Heuer wird nur mit Styropor abgedeckt.
Die zwei Miniseerosen kommen allerdings vorher raus,nicht dass das Rhizom durchfriert.
Allerdings bedeutet das,dass die Pflanzen im Frühjahr relativ spät starten.
Das holen sie jedoch durch die relativ höhere Wassertemperatur in der Wanne (im Vergleich zum großen Teich ) locker wieder auf.

Immo blüht bei mir in der Badewanne immernoch der __ Igelschlauch,der Froschbiß und das __ Pfeilkraut fängt auch an.


----------



## Claudia & Ludwig (17. Aug. 2009)

*AW: Miniteich im Winter*

... fast genau wie von Eugen schon beschrieben, behandeln wir unsere 4 Minis im Winter auch.

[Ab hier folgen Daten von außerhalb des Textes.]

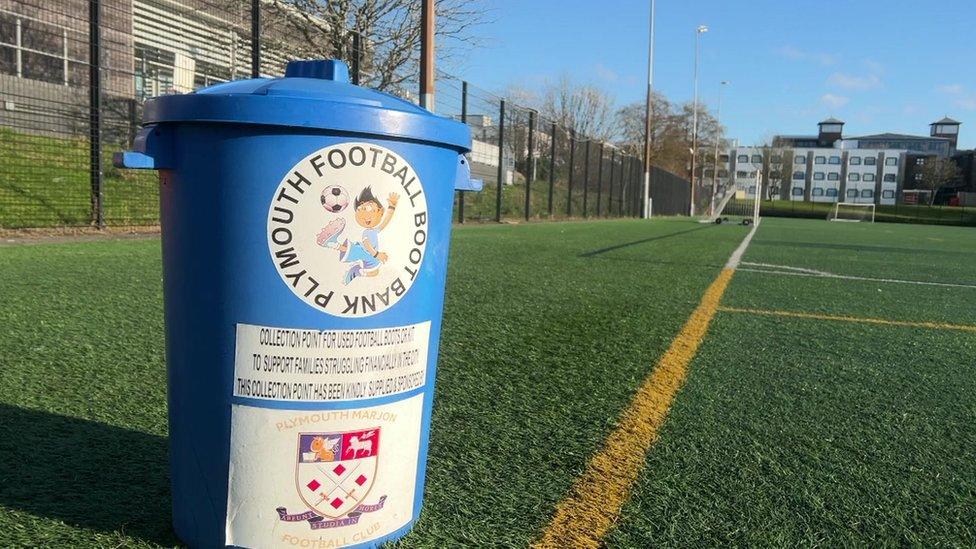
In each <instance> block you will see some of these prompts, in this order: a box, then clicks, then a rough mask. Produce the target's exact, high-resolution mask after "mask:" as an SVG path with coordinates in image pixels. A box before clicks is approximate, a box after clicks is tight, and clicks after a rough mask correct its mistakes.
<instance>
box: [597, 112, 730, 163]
mask: <svg viewBox="0 0 976 549" xmlns="http://www.w3.org/2000/svg"><path fill="white" fill-rule="evenodd" d="M644 108H645V107H644V103H642V102H638V103H631V104H630V105H626V106H624V107H622V108H620V109H619V110H617V113H616V118H617V128H618V133H617V142H618V145H619V146H620V147H622V148H623V149H624V150H626V151H627V152H629V153H631V154H634V155H636V156H639V157H641V156H643V155H644ZM692 117H693V112H692V105H691V104H686V105H681V106H677V105H674V104H673V103H671V102H670V101H668V100H667V98H665V97H664V96H663V95H660V94H655V95H654V97H653V100H652V101H651V136H650V141H651V162H652V163H653V164H654V165H655V166H658V167H661V168H664V169H665V170H668V171H670V172H673V173H680V174H684V175H686V176H690V175H691V154H690V152H689V151H690V149H691V145H692V139H691V137H692V136H691V129H692ZM724 134H725V129H724V128H723V127H722V126H721V124H719V123H718V121H717V120H716V119H715V117H713V116H712V115H711V114H710V113H709V112H708V109H707V107H705V106H703V105H699V106H698V154H699V158H698V163H699V165H700V166H710V165H711V163H712V158H713V155H714V149H715V143H716V141H717V142H718V143H719V146H721V144H722V142H723V140H724V138H725V136H724Z"/></svg>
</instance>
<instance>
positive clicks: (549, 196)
mask: <svg viewBox="0 0 976 549" xmlns="http://www.w3.org/2000/svg"><path fill="white" fill-rule="evenodd" d="M555 186H556V123H555V122H553V123H552V139H550V140H549V219H552V192H553V189H554V188H555Z"/></svg>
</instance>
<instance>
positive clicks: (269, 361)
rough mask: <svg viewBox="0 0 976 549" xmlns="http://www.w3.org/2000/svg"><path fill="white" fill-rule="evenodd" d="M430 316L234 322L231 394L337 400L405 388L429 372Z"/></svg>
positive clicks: (366, 397) (288, 398)
mask: <svg viewBox="0 0 976 549" xmlns="http://www.w3.org/2000/svg"><path fill="white" fill-rule="evenodd" d="M429 344H430V322H429V321H428V322H420V323H418V324H410V325H408V326H396V327H392V328H370V329H362V330H306V329H293V328H276V327H270V326H255V325H253V324H238V325H237V352H236V357H235V360H234V396H239V397H247V398H257V399H265V400H279V401H288V402H341V401H351V400H361V399H366V398H378V397H384V396H390V395H395V394H399V393H405V392H407V391H410V390H412V389H416V388H418V387H422V386H423V385H424V383H425V380H426V377H427V349H428V346H429Z"/></svg>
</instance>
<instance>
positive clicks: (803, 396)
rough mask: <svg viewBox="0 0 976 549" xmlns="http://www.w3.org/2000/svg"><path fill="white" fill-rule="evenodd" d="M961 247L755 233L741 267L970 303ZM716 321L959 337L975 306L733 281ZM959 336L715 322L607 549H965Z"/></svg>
mask: <svg viewBox="0 0 976 549" xmlns="http://www.w3.org/2000/svg"><path fill="white" fill-rule="evenodd" d="M974 254H976V238H974V233H973V229H962V228H937V227H920V226H905V225H889V224H880V223H877V224H874V225H871V224H835V223H829V222H826V221H806V222H804V221H800V220H780V219H765V220H764V221H763V224H762V225H761V226H760V228H759V230H758V232H757V234H756V237H755V238H754V240H753V243H752V245H751V247H750V248H749V251H748V252H747V253H746V255H745V258H744V259H745V261H747V262H756V263H769V264H778V265H792V266H796V267H802V268H809V269H817V270H822V271H830V272H834V273H839V274H853V275H859V276H872V277H887V278H904V279H913V280H928V281H944V282H955V283H968V284H974V285H976V275H974V274H973V271H972V268H973V266H974V265H976V255H974ZM723 306H727V307H740V308H756V309H778V310H789V311H799V312H817V313H825V314H831V315H849V316H850V315H853V316H871V317H875V318H887V319H893V320H905V321H933V322H949V323H968V324H976V315H974V314H973V311H974V310H976V288H941V287H931V286H929V287H922V286H912V285H902V284H893V283H880V282H872V281H853V280H838V279H827V278H808V277H794V276H783V275H772V274H761V273H750V272H738V273H737V274H736V275H735V276H734V278H733V280H732V283H731V285H730V287H729V290H728V291H727V293H726V296H725V298H724V299H723ZM973 364H976V334H974V333H972V332H962V331H952V330H933V329H926V328H918V327H897V326H877V325H868V324H859V323H849V322H836V321H824V320H811V319H796V318H783V317H770V316H757V315H750V314H743V313H732V312H720V313H719V314H718V315H717V316H716V319H715V320H714V321H713V325H712V327H711V329H710V331H709V334H708V336H707V337H706V339H705V342H704V344H703V345H702V347H701V349H700V351H699V354H698V356H697V357H696V358H695V360H694V361H693V362H692V364H691V366H690V373H689V377H688V380H687V384H686V386H685V387H684V389H683V390H682V392H681V393H680V394H679V395H678V398H677V400H676V403H675V405H674V407H673V408H672V410H671V413H670V415H669V418H668V421H667V423H666V424H665V426H664V428H663V429H662V432H661V438H660V441H659V442H658V443H657V444H656V445H655V446H654V448H653V449H652V450H651V452H650V453H649V455H648V459H647V467H646V469H645V471H644V474H643V475H642V477H641V479H640V480H639V482H638V485H637V486H636V488H635V492H634V497H633V498H632V500H631V501H630V502H629V504H628V505H627V506H626V507H625V509H624V512H623V515H622V518H621V521H620V524H619V527H618V528H617V529H616V530H615V531H614V532H612V533H611V535H610V536H609V537H608V539H607V543H608V545H609V546H611V547H647V546H679V547H685V546H702V545H713V546H714V545H733V546H753V545H760V546H796V545H804V546H805V545H816V546H827V547H835V546H850V545H854V546H891V545H915V546H928V547H938V546H947V547H955V546H973V545H974V544H976V421H974V420H976V376H974V375H973V371H972V366H973Z"/></svg>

Alle Pflanzen bleiben drin, ausser den Mini-Seerosen, die werden im grossen Teich versenkt. Unsere Minis wurden allerdings weder abgedeckt noch eingewickelt . Im letzten, sehr kalten Winter gab es allerdings einige "Ausfälle" , normal temperierte Winter überstanden die Pflanzen bisher jedoch . 

Viel Spass beim Anlegen Deines Miniteiches, Olli ...


----------



## olli-b-bommel (17. Aug. 2009)

*AW: Miniteich im Winter*

Hallo zusammen, 

vielen Dank für eure Antworten und Wünsche!! Noppenfolie hab ich satt und die Idee mit dem Versenken im großen Teich ist natürlich auch top!!

Ob ich es diese Saison noch schaffe "den Kleinen" anzulegen, weiß ich noch nicht... aber Bilder gibt's auf jeden Fall!!  

Viele Grüße, Olli.


----------